3. Nach der ständigen Rechtsprechung des Bundesarbeitsgerichts (vgl. BAG, Urteil vom 12.12.2006 - 1 AZR 96/06 - Rn. 33, juris) ist der anderweitige Verdienst, den ein Arbeitnehmer während des Anrechnungszeitraums erzielt, gemäß § 615 Satz 2 BGB nicht pro rata temporis, sondern auf die Gesamtvergütung für die Dauer des Annahmeverzugs anzurechnen.

4. Zum Zwecke der dafür erforderlichen Vergleichsberechnung (Gesamtberechnung) ist zunächst die Vergütung für die infolge des Verzugs nicht geleisteten Dienste zu ermitteln. Dieser Ge- samtvergütung ist gegenüberzustellen, was der Arbeitnehmer in der betreffenden Zeit anderweitig verdient hat (BAG, Urteil vom 24.02.2016 - 5 AZR 425/15 - Rn. 15, juris).

5. Die Auslegung der Regelung des § 615 Satz 2 BGB ergibt, dass § 615 Satz 2 BGB zur Feststellung der Höhe des Annahmeverzugslohns die Methode der Gesamtberechnung vorgibt.

6. Aufgrund der im Zivilprozess geltenden Dispositionsmaxime bestimmen die Parteien mit ihren Anträgen und Einwendungen den der Gesamtberechnung zu Grunde zu legenden Zeitraum.

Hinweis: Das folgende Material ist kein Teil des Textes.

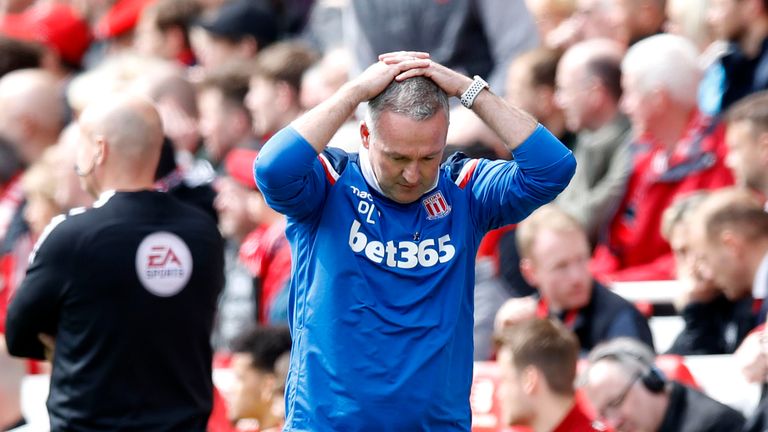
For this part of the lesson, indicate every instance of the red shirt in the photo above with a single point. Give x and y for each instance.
(578, 421)
(634, 248)
(267, 255)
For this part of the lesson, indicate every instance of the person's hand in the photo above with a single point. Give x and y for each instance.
(751, 359)
(514, 311)
(49, 345)
(380, 74)
(452, 82)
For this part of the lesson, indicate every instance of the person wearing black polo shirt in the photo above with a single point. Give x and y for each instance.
(630, 394)
(125, 291)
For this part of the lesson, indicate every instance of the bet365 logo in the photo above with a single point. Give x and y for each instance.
(403, 254)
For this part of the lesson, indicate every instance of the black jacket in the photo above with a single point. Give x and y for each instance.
(607, 316)
(692, 411)
(129, 290)
(716, 327)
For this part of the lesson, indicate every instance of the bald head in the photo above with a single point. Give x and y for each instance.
(124, 135)
(31, 111)
(598, 59)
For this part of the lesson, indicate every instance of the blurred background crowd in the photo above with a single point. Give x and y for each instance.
(662, 103)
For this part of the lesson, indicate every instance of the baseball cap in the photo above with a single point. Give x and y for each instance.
(55, 25)
(238, 164)
(121, 18)
(240, 18)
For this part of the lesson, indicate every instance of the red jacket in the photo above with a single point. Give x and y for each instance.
(267, 255)
(632, 248)
(577, 420)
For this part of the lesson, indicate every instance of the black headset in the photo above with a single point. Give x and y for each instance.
(652, 377)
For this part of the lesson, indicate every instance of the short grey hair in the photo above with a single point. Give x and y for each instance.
(417, 98)
(632, 355)
(665, 61)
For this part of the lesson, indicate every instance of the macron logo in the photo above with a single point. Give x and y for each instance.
(436, 206)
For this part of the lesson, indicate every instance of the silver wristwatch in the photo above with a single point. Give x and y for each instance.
(468, 97)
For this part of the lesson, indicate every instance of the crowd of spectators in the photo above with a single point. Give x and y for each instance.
(663, 103)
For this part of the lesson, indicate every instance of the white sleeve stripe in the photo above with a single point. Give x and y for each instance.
(466, 169)
(328, 167)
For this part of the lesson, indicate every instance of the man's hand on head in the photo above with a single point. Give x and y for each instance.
(514, 311)
(452, 82)
(380, 74)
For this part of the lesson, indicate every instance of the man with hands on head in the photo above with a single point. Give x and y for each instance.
(384, 243)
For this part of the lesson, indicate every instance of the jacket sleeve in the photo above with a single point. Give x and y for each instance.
(35, 307)
(507, 191)
(290, 176)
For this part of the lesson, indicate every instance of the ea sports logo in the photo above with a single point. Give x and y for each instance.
(163, 263)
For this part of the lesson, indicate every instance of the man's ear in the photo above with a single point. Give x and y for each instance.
(269, 387)
(365, 134)
(528, 270)
(529, 379)
(102, 149)
(762, 148)
(733, 242)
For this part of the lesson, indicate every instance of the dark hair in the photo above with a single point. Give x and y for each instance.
(752, 109)
(231, 79)
(16, 54)
(284, 61)
(546, 345)
(543, 65)
(265, 344)
(417, 98)
(607, 69)
(175, 13)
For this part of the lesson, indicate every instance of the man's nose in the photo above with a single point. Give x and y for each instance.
(411, 173)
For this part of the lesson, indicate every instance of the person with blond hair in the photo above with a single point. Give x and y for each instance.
(554, 255)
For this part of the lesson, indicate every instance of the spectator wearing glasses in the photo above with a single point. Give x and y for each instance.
(631, 394)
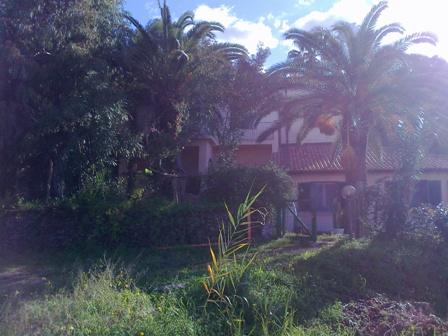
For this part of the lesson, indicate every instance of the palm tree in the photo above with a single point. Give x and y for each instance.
(347, 79)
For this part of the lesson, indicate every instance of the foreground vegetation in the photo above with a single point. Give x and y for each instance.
(340, 288)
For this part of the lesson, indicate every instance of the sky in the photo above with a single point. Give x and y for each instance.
(252, 22)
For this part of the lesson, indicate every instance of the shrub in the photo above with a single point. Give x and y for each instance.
(230, 185)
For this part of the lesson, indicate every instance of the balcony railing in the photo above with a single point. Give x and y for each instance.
(253, 133)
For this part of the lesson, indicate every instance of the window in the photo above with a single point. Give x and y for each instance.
(319, 196)
(427, 192)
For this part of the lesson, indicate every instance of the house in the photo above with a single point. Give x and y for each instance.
(317, 174)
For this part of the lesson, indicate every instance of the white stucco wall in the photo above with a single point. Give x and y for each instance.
(325, 219)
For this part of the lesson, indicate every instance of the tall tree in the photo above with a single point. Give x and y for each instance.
(62, 104)
(174, 65)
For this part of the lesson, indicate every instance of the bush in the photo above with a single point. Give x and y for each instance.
(231, 185)
(428, 221)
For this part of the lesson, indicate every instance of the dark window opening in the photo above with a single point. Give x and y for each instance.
(319, 196)
(427, 192)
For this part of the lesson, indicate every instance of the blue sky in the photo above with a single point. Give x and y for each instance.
(251, 22)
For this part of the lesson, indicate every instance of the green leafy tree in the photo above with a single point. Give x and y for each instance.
(62, 76)
(175, 65)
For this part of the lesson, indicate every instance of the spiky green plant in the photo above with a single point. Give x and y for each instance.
(230, 261)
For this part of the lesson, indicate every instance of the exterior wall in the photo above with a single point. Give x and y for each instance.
(205, 153)
(253, 155)
(325, 219)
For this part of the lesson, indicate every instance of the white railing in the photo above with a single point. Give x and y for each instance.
(253, 133)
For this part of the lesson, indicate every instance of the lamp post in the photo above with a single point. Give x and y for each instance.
(347, 194)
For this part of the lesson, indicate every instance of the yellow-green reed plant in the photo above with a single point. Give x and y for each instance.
(230, 260)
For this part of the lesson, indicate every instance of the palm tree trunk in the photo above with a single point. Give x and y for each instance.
(356, 175)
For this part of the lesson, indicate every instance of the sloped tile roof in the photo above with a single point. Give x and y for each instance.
(314, 157)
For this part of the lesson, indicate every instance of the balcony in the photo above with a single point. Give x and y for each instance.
(253, 133)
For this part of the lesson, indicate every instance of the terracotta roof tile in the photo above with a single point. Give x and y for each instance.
(320, 157)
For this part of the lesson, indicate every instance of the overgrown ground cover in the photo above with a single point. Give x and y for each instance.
(336, 287)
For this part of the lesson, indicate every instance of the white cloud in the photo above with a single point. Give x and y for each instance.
(248, 33)
(152, 7)
(305, 2)
(415, 16)
(350, 10)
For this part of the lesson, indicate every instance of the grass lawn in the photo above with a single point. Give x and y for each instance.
(334, 287)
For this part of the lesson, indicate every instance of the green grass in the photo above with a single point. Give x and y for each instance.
(289, 291)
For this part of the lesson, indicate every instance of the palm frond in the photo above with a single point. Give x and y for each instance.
(148, 37)
(372, 17)
(416, 38)
(382, 32)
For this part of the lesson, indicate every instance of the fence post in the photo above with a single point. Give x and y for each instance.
(314, 226)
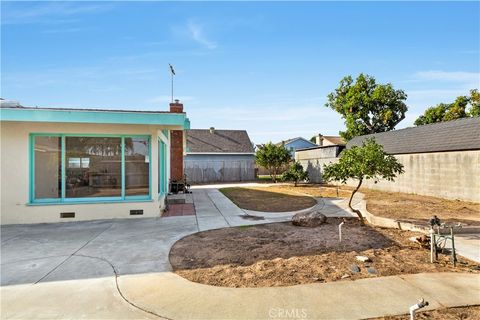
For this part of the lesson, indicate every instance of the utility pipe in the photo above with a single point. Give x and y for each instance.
(417, 306)
(340, 230)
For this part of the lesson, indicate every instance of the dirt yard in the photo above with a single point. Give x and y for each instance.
(281, 254)
(462, 313)
(400, 206)
(267, 199)
(407, 207)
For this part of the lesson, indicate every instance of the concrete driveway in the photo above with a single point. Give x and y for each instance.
(84, 250)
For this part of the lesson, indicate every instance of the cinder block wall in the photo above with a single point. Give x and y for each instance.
(450, 175)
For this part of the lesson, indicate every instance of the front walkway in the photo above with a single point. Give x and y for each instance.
(120, 269)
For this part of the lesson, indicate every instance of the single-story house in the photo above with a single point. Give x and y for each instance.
(296, 143)
(62, 164)
(214, 155)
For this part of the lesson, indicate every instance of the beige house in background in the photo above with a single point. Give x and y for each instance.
(82, 164)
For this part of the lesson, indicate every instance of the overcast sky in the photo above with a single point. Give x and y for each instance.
(264, 67)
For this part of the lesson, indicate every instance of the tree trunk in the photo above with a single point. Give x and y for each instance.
(359, 214)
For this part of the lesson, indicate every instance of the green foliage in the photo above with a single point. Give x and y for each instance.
(366, 106)
(362, 163)
(451, 111)
(295, 173)
(273, 158)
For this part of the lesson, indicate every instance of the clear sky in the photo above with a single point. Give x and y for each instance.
(266, 67)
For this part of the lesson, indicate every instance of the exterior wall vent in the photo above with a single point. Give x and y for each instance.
(67, 214)
(136, 212)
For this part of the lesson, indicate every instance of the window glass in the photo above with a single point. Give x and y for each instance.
(47, 167)
(137, 166)
(93, 167)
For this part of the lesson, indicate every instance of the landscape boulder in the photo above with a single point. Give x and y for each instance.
(309, 219)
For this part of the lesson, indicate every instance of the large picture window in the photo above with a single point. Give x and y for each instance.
(47, 153)
(69, 168)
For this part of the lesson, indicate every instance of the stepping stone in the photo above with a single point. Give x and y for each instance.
(354, 268)
(371, 270)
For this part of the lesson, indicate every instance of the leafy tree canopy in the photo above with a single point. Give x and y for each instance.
(462, 107)
(273, 158)
(366, 106)
(295, 173)
(362, 163)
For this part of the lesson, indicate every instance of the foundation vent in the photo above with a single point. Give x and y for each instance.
(67, 214)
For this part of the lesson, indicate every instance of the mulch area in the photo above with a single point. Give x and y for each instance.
(281, 254)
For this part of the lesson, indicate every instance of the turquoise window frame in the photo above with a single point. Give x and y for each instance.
(162, 168)
(63, 199)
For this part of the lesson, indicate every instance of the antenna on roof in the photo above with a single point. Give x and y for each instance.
(172, 73)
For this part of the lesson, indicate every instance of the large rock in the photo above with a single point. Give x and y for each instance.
(309, 219)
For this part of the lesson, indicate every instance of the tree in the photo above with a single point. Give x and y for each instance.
(273, 158)
(295, 173)
(462, 107)
(366, 106)
(362, 163)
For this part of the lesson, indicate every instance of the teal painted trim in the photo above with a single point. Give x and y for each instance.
(89, 116)
(186, 124)
(100, 200)
(150, 168)
(63, 172)
(63, 198)
(123, 168)
(92, 199)
(138, 198)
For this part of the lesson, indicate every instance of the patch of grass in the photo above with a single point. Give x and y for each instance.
(267, 199)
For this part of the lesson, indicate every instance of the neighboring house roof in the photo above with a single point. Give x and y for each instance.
(455, 135)
(286, 142)
(218, 141)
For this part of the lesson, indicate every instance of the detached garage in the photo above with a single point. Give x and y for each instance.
(219, 156)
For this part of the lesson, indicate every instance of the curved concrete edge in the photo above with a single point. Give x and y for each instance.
(171, 296)
(286, 214)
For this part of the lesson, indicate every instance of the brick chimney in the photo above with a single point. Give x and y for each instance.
(319, 140)
(176, 146)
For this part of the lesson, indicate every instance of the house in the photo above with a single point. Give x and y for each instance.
(219, 156)
(62, 164)
(296, 143)
(321, 140)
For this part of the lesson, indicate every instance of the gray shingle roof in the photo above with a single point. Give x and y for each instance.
(228, 141)
(455, 135)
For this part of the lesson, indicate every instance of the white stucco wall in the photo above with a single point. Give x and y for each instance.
(14, 164)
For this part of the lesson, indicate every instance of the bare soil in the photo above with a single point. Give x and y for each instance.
(409, 207)
(462, 313)
(268, 199)
(281, 254)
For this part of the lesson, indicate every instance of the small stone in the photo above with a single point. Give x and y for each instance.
(309, 219)
(363, 259)
(371, 270)
(354, 268)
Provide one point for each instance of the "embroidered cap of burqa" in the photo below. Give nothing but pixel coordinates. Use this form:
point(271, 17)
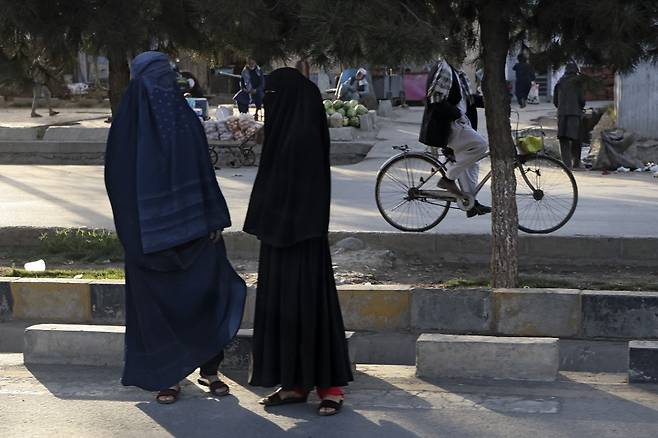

7. Die Anrechnungsvorschriften sollen gewährleisten, dass der Arbeitnehmer aus dem Annahmeverzug keinen finanziellen Vorteil zieht. Er soll nicht mehr erhalten, als er bei normaler Abwicklung des Arbeitsverhältnisses erhalten hätte; er soll nicht auf Kosten des Arbeitgebers einen Gewinn erzielen (BAG, Urteil vom 06.09.1990 - 2 AZR 165/90 - Rn. 43, juris), aber auch nicht schlechter gestellt werden.

 

Leitsatz (redaktionell)

Die Dispositionsmaxime besagt, dass es im Zivilprozess grundsätzlich die Angelegenheit der Parteien ist, das Verfahren einzuleiten, den Gegenstand zu verändern und das Verfahren zu beenden. Die Parteien besitzen die Herrschaft über den Zivilprozess. Sie bestimmen mit ihren Anträgen und Einwendungen den Gang des Verfahrens.

 

Normenkette

BGB § 615; KSchG § 11 Nr. 1; BGB §§ 242, 295-296; GG Art. 12 Abs. 1; SGB X § 115 Abs. 1; BGB § 611 Abs. 1; MTV Zeitarbeit § 13.3

 

Verfahrensgang

ArbG Stralsund (Entscheidung vom 02.12.2021; Aktenzeichen 14 Ca 299/20)

 

Tenor

1. Auf die Berufung des Klägers wird das Urteil des Arbeitsgerichts Stralsund - Kammern Neubrandenburg - vom 28.10.2021 zum Aktenzeichen: 14 Ca 299/20 unter Zurückweisung der Berufung im Übrigen abgeändert und zur Klarstellung wie folgt unter Ziffer 1 neu gefasst:

Die Beklagte wird verurteilt, an den Kläger 5.100,00 € netto sowie 2.400,00 € brutto abzüglich 2.037,82 € brutto sowie abzüglich weiterer 3.012,60 € netto nebst Zinsen in Höhe von 5 Prozentpunkten über dem Basiszinssatz auf 462,18 € seit dem 16.11.2017, auf weitere 993,70 € seit dem 16.12.2017 und weitere 993,70 € seit dem 16.01.2018 zu zahlen.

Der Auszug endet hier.